Sample Clean Desk Policy Template

Learn how PurpleSec’s experts can help develop your organization’s cyber security policies.

Author: Rich Selvidge, CISSP / Last Updated: 6/03/22

Reviewed By: Michael Swanagan, CISSP, CISA, CISM

View Our: Editorial Process

Overview

{COMPANY-NAME} is committed to protecting the privacy of its employees and members and shall protect the confidentiality of nonpublic information consistent with state and federal laws.

{COMPANY-NAME} has an obligation to ensure the security and confidentiality of its member records and to protect these records against unauthorized access that could result in any type of loss or inconvenience for its members.

Purpose

The purpose and principle of a “clean desk” policy is to ensure that confidential data is not exposed to individuals who may pass through the area such as members, service personnel, and thieves.

It encourages methodical management of one’s workspace.

Because of the risk of being compromised, confidential information should always be treated with care.

Policy Detail

To maintain the security and privacy of employees’ and members’ personal information, {COMPANY-NAME} employees should observe the “clean desk” rule.

All employees should take appropriate actions to prevent unauthorized persons from having access to member information, applications, or data. Employees are also required to make a conscientious check of their surrounding work environment to ensure that there will be no loss of confidentiality to data media or documents.

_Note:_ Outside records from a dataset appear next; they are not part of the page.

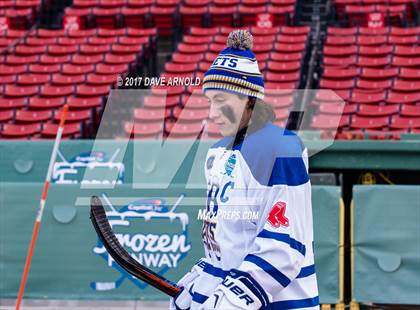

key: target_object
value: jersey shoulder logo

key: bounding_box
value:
[225,154,236,176]
[268,201,289,228]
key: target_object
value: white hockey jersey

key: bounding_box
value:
[192,122,319,310]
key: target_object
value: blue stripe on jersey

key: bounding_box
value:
[213,122,309,186]
[230,269,269,306]
[244,254,290,287]
[203,263,229,279]
[296,265,315,278]
[257,229,306,256]
[263,296,319,310]
[268,157,309,186]
[189,284,209,304]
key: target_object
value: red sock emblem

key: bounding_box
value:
[268,201,289,228]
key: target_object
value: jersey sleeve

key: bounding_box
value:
[233,149,312,300]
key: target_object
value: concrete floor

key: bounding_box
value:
[0,299,169,310]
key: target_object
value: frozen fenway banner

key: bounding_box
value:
[0,182,340,303]
[0,140,210,188]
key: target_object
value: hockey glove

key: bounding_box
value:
[169,260,203,310]
[200,272,268,310]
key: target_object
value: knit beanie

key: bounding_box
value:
[203,29,264,99]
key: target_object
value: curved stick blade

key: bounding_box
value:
[90,196,180,297]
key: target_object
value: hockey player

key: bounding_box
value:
[171,30,319,310]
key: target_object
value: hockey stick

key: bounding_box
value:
[90,196,180,297]
[15,104,69,310]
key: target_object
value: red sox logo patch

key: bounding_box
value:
[268,201,289,228]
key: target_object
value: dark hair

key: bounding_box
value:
[238,95,276,128]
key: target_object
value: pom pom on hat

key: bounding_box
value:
[203,29,264,99]
[227,29,253,51]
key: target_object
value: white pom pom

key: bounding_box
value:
[227,29,253,51]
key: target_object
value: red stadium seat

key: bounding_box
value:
[111,44,143,54]
[54,109,92,123]
[86,37,118,45]
[356,35,387,45]
[0,110,15,123]
[269,52,303,62]
[388,35,419,45]
[76,84,110,97]
[118,37,150,46]
[392,80,420,92]
[264,95,293,109]
[350,91,386,103]
[392,55,420,67]
[172,53,203,64]
[86,73,117,85]
[4,55,39,66]
[360,68,398,79]
[389,115,420,129]
[319,79,355,89]
[47,45,78,56]
[174,108,209,123]
[0,97,26,109]
[390,27,420,36]
[165,62,197,73]
[95,63,128,75]
[324,45,358,58]
[357,104,400,117]
[124,122,163,138]
[267,61,301,71]
[323,56,357,68]
[61,64,95,75]
[394,45,420,57]
[96,28,127,37]
[41,123,81,139]
[39,85,74,97]
[17,74,50,85]
[28,97,65,110]
[134,108,165,123]
[15,45,46,55]
[356,79,392,90]
[359,45,394,57]
[386,91,420,104]
[319,102,358,115]
[1,124,41,139]
[79,44,111,55]
[144,96,179,109]
[28,64,60,74]
[399,68,420,80]
[39,54,71,65]
[165,122,203,139]
[400,104,420,117]
[71,54,104,66]
[105,54,136,65]
[57,36,88,46]
[323,68,360,79]
[327,27,358,36]
[121,7,150,28]
[15,110,53,123]
[4,85,39,97]
[311,114,350,129]
[190,27,219,36]
[51,73,85,87]
[209,5,238,26]
[350,115,389,129]
[181,94,210,109]
[0,64,26,75]
[66,96,102,110]
[179,5,209,29]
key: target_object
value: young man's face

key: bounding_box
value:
[205,90,250,136]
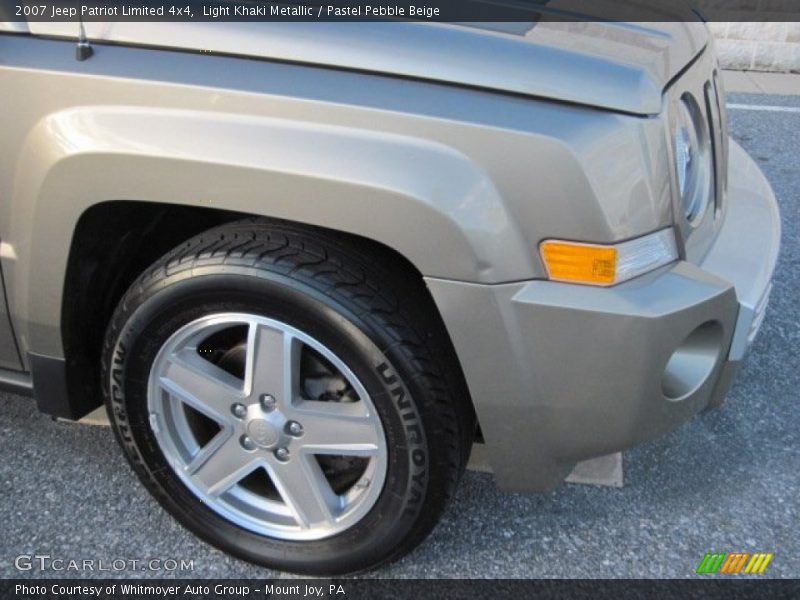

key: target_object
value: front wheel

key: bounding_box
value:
[103,221,474,575]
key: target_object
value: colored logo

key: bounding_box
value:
[696,552,772,574]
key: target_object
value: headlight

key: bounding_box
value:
[674,94,713,222]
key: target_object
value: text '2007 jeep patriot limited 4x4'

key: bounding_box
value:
[0,16,780,574]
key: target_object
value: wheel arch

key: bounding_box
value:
[57,201,472,426]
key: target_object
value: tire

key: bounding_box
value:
[102,219,475,575]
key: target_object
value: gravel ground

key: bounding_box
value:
[0,95,800,577]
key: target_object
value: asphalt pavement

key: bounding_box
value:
[0,94,800,578]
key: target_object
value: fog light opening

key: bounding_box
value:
[661,321,722,402]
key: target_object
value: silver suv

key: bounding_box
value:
[0,17,780,574]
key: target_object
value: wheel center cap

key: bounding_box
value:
[247,419,280,448]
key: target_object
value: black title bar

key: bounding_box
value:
[0,0,800,22]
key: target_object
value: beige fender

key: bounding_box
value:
[8,106,530,356]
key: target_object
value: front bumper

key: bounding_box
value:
[427,142,780,490]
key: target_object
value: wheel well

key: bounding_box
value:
[61,201,472,426]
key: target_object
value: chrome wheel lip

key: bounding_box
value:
[147,312,388,541]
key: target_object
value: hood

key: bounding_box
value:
[21,21,708,115]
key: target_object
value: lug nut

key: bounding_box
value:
[286,421,303,437]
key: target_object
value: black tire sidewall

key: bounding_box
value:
[104,266,437,575]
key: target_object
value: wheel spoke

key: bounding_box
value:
[186,430,263,496]
[159,352,243,422]
[267,455,341,528]
[247,324,301,406]
[294,401,380,456]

The clean desk policy applies to:

• Day Planners and Rolodexes that may contain non-public information.
• File cabinets, storage cabinets, and briefcases containing sensitive or confidential information.
• Any confidential or sensitive data, including reports, lists, or statements. Sensitive data refers to personal information and restricted data. Personal information includes, but is not limited to:
  
  • An individual’s name.
  • Social security number.
  • Driver’s license number or identification card number.
  • Account number, credit or debit card number, security code, access code,
    • or password that could permit access to an individual’s financial account.
  • Restricted data is divided into two categories:
  • Personal data, that refers to any combination of information that identifies and describes an individual.
  • Limited data, that refers to electronic information whose unauthorized access, modification, or loss could seriously or adversely affect {COMPANY-NAME}, its members, and non-members.
• Electronic devices, including cell phones and PDAs.
• Keys used to access sensitive information.
• Printouts containing sensitive information.
• Data on printers, copy machines, and/or fax machines.
• Computer workstations and passwords.
• Portable media, such as CD’s, disks, or flash drives.
• Desks or work areas, including white boards and bookshelves.